Monday, February 8, 2010

School days....


Took a mental health day today and didn't go to any classes. I know I'm going to pay dearly for that, but I just didn't want to sit through lectures and such today. I was tired.

I should have used the time to take a nap before work, but I didn't. Instead I watched youtube interviews.



So calories for today.

Breakfast:
Peaches 'n cream oatmeal (130)

Lunch:
Tofu Miso Soup (35)
Coffee w/creamer (95 calories estimate. I had the coffee before I decided to skip class because I was out of diet soda and needed some caffeine =/)

Dinner:
Hamburger 'n Fries Pot Pie (340)

Grand Total: 570 calories!



That was one of my lowest days so far! I'm never really hungry at this point. I am finding though that I keep WANTING food more. Grrrr It's a damn good thing I got out of Pizza today. It was just one of those days where I would have had trouble stopping myself from eating EVERYTHING I ordered. I am sad that I missed the booze though. =/

I feel like I'm starting to fight against the current now, and I don't like it! I REALLY want to keep this weight loss up! When eating like this is habit again, I will be doing better. They say it takes 30 days to make a habit, so I should be doing better by approx. the 27th of this month. That can't come soon enough.

I keep wondering how much I'll lose. It's on my mind constantly. I need to get past that before my grades start slipping. I can NOT afford another bad semester.

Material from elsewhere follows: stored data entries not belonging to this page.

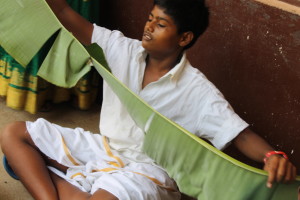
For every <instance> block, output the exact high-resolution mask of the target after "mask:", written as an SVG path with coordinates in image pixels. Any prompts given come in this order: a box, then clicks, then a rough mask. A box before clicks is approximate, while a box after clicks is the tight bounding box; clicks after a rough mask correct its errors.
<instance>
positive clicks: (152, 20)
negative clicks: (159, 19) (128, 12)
mask: <svg viewBox="0 0 300 200" xmlns="http://www.w3.org/2000/svg"><path fill="white" fill-rule="evenodd" d="M146 30H147V31H149V32H153V31H154V22H153V20H152V21H148V22H147V23H146Z"/></svg>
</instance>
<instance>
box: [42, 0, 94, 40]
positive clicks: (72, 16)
mask: <svg viewBox="0 0 300 200" xmlns="http://www.w3.org/2000/svg"><path fill="white" fill-rule="evenodd" d="M46 2H47V3H48V5H49V6H50V7H51V9H52V11H53V12H54V14H55V15H56V17H57V18H58V19H59V21H60V22H61V23H62V24H63V25H64V26H65V27H66V28H67V29H68V31H70V32H71V33H72V34H73V35H74V36H75V37H76V38H77V39H78V40H79V41H80V42H81V43H82V44H84V45H89V44H91V38H92V32H93V28H94V27H93V24H92V23H90V22H89V21H87V20H86V19H85V18H83V17H82V16H80V15H79V14H78V13H77V12H75V11H74V10H73V9H72V8H71V7H70V6H69V5H68V3H67V2H66V1H65V0H46Z"/></svg>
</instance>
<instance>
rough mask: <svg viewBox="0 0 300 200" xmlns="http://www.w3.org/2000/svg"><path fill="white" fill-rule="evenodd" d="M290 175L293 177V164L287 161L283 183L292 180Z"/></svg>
mask: <svg viewBox="0 0 300 200" xmlns="http://www.w3.org/2000/svg"><path fill="white" fill-rule="evenodd" d="M292 177H293V165H292V164H291V163H288V164H287V167H286V173H285V177H284V180H283V182H284V183H288V182H290V181H291V180H292Z"/></svg>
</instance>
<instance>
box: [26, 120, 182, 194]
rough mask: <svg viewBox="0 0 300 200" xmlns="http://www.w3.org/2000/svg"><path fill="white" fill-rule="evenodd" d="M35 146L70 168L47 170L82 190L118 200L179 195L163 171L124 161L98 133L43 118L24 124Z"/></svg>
mask: <svg viewBox="0 0 300 200" xmlns="http://www.w3.org/2000/svg"><path fill="white" fill-rule="evenodd" d="M26 128H27V130H28V133H29V134H30V136H31V138H32V139H33V141H34V143H35V145H36V146H37V147H38V148H39V149H40V151H41V152H43V153H44V154H45V155H47V156H48V157H50V158H51V159H53V160H56V161H58V162H59V163H61V164H63V165H65V166H67V167H69V168H68V170H67V173H66V174H64V173H62V172H60V171H58V170H57V169H55V168H53V167H49V169H50V170H52V171H53V172H54V173H56V174H57V175H59V176H61V177H62V178H64V179H65V180H67V181H69V182H70V183H71V184H73V185H75V186H77V187H78V188H80V189H81V190H82V191H85V192H89V193H91V194H93V193H94V192H96V191H97V190H98V189H104V190H106V191H108V192H110V193H112V194H113V195H114V196H116V197H117V198H118V199H120V200H129V199H130V200H176V199H180V193H179V192H178V189H177V186H176V184H175V182H174V181H173V180H171V179H170V178H169V176H168V175H167V174H166V172H165V171H164V170H162V169H160V168H157V167H156V166H154V165H151V164H147V163H136V162H131V163H128V162H126V159H123V158H122V157H121V156H119V155H118V153H117V152H116V151H113V150H111V149H110V148H109V146H107V142H106V140H105V138H104V137H103V136H101V135H100V134H93V133H91V132H88V131H84V130H83V129H81V128H76V129H71V128H64V127H61V126H59V125H56V124H52V123H50V122H48V121H46V120H44V119H38V120H36V121H35V122H26Z"/></svg>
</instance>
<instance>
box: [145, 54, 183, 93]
mask: <svg viewBox="0 0 300 200" xmlns="http://www.w3.org/2000/svg"><path fill="white" fill-rule="evenodd" d="M173 55H174V54H173ZM181 57H182V52H180V53H179V54H176V56H169V57H165V58H163V59H162V58H159V57H154V56H151V55H150V54H149V55H148V57H147V60H146V69H145V72H144V78H143V83H142V88H144V87H145V86H146V85H148V84H149V83H151V82H154V81H157V80H158V79H160V78H161V77H162V76H164V75H165V74H166V73H168V72H169V71H170V70H171V69H172V68H173V67H175V65H176V64H177V63H178V62H179V61H180V58H181Z"/></svg>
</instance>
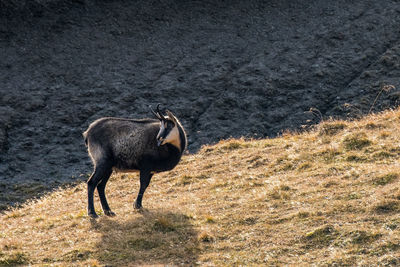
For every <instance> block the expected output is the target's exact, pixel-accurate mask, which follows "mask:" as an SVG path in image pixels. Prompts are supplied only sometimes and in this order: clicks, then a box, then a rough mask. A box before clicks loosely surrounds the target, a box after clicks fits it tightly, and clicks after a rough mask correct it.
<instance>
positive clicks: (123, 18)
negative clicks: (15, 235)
mask: <svg viewBox="0 0 400 267" xmlns="http://www.w3.org/2000/svg"><path fill="white" fill-rule="evenodd" d="M399 77H400V1H398V0H384V1H373V0H356V1H346V0H338V1H328V0H320V1H308V0H307V1H301V0H295V1H293V0H291V1H289V0H287V1H281V0H279V1H278V0H272V1H256V0H254V1H177V0H175V1H164V0H159V1H155V0H153V1H105V0H103V1H94V0H81V1H73V0H69V1H67V0H48V1H44V0H42V1H39V0H37V1H34V0H25V2H24V1H19V2H17V1H11V0H10V1H7V0H0V203H3V208H4V207H6V206H7V205H9V204H15V203H19V202H20V201H21V200H23V199H24V198H25V197H24V196H28V195H32V194H36V193H37V192H42V191H44V190H47V189H51V188H53V187H54V186H58V185H60V184H64V183H68V182H74V181H81V180H84V179H86V178H87V175H88V174H89V173H90V172H91V170H92V167H91V163H90V161H89V158H88V156H87V153H86V148H85V146H84V143H83V139H82V137H81V133H82V132H83V131H84V130H85V129H86V128H87V126H88V125H89V123H90V122H92V121H93V120H95V119H97V118H99V117H103V116H119V117H133V118H141V117H147V116H151V113H150V112H149V109H148V105H156V104H157V103H162V104H163V106H164V107H168V108H170V109H171V110H172V111H174V112H175V113H176V114H177V116H178V117H179V118H180V120H181V122H182V124H183V125H184V127H185V128H186V130H187V133H188V137H189V151H190V152H195V151H196V149H198V148H199V147H200V146H201V145H202V144H206V143H213V142H217V141H218V140H220V139H225V138H229V137H239V136H245V137H255V138H262V137H269V136H275V135H277V134H279V133H280V132H282V131H284V130H285V129H303V128H307V127H308V126H309V125H312V124H314V123H317V122H319V121H320V120H321V119H322V118H323V119H326V118H328V117H330V116H334V117H341V118H346V117H349V116H350V117H351V116H360V115H363V114H366V113H368V112H370V110H371V111H373V112H376V111H379V110H383V109H387V108H391V107H395V106H397V104H398V101H399V100H400V90H399V89H400V79H399ZM378 94H379V95H378ZM377 96H379V97H378V98H377ZM375 99H377V100H376V101H375ZM310 108H312V110H313V111H311V112H310ZM0 208H1V205H0Z"/></svg>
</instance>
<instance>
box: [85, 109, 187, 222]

Well, guess that's about it. I'm prolly heading to bed early again tonight, so see you all in the morning =)

~Wendy

1 comment:

  1. Keep it up! Stay focused!! You can do it!!! It's ALLLLLLLL going to be worth it when you are skinny and gorgeous! Keep your eye on the prize! : ) If you ever find yourself wanting food like really really bad call a friend and talk to her or go to flickr and look at thinspo pictures, anything to get your mind off of it and it will eventually pass. Just wait it out! xoxo!